Rails, as a stack, fits together and experience with the framework will allow you to trust it.

Syntax is the foundation of a programming language. If it doesn't work, if it doesn't produce precisely the input that's being described, your language is broken. We're not talking standard library here, we're talking about `{...object}` not being the same as `object`. I don't have time right now to dive into why, but that's the kind of shit I run into when I deal with ES6. When syntax breaks, you can't trust the language anymore. It's a pile of hacks and I wish it had never been invented. Coffeescript was better.

From what I remember, object spread came a year later and is ES7 (in case you need a starting point for research)
It sounds like you're looking for Ember. https://www.emberjs.com
Ember is a front-end framework, Rails is back-end.
Definitely. And using these technologies, there are some cool possibilities beyond what rails is capable of.

For instance if you used typescript (still allows devs to use plain JS), you could use types to check that forms send all the required params. For example, a login page might require:

    interface LoginParams {
      username: string;
      password: string;
      rememberMe?: boolean;
    }
Having the typescript compiler check for inconsistencies with form data would save a lot of the troubles I've seen in rails apps.
Unfortunately TypeScript doesn't do runtime checks like this. It assumes that incoming data conforms to the type spec! However, you might be interested in the Rocket framework (written in Rust), which does do exactly that:

https://rocket.rs/

TypeScript can do runtime checks like this! Granted it uses a TypeScript framework (similar to AJV) that both does the runtime checks and preserves type information for your IDE and type checker. I wrote about it here:

https://medium.com/@stevenbradleyconsulting/from-0-to-type-s...
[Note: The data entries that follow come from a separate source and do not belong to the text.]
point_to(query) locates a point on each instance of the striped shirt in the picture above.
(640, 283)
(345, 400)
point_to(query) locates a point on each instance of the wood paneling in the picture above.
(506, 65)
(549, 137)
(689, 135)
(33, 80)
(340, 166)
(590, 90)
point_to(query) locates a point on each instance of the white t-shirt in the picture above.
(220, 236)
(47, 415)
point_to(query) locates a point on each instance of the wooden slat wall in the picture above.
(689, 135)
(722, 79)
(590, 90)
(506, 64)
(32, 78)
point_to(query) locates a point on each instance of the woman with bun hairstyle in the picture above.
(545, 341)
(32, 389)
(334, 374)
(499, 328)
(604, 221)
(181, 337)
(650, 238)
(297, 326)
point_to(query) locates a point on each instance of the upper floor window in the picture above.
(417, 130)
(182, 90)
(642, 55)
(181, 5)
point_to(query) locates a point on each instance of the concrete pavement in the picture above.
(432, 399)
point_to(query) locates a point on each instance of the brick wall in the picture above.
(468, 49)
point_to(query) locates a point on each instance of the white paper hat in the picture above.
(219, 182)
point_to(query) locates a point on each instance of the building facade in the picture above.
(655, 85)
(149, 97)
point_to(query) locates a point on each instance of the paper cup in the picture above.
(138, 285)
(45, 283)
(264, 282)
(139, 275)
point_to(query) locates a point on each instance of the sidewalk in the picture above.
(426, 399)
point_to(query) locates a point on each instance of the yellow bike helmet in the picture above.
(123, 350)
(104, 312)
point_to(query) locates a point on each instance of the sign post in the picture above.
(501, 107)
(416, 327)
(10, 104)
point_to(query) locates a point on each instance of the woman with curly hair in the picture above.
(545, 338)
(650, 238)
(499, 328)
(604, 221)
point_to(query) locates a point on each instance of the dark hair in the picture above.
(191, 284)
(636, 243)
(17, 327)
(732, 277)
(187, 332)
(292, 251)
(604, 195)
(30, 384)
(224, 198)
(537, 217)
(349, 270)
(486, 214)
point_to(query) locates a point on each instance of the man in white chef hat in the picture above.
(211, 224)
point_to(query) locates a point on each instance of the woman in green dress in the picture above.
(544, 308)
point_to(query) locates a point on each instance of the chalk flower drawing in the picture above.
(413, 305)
Aw, man - I'd hoped you'd found something to make this less of a stone-cold pain to do. Instead, it's io-ts again. Which is...interesting...but it really sucks to actually use when you have to manually define every in/out yourself. It's 2018. There's no good reason TypeScript can't emit the type information to just build these (and I don't really mean decorator metadata).
You can add another build step right after the `tsc -w` compilation phase, which takes your .ts files, parses them to find our your types, and emits runtime code that checks your types. That's what you're describing that TypeScript should be doing on its own. But I don't see why you'd want to do this instead of using io-ts? This is more complicated overall.
Runtime type information is important. TypeScript is in the best place to provide it. So...it should. Boilerplating our way through io-ts is a waste of my time and yours.
been using io-to in my latest project, fantastic bit of code hats off to gcanti...Only thing is IntelliJ can’t keep up with the types generated (got an open bug with them)
There's definitely the need for this in JS. It would be extremely difficult to do, though.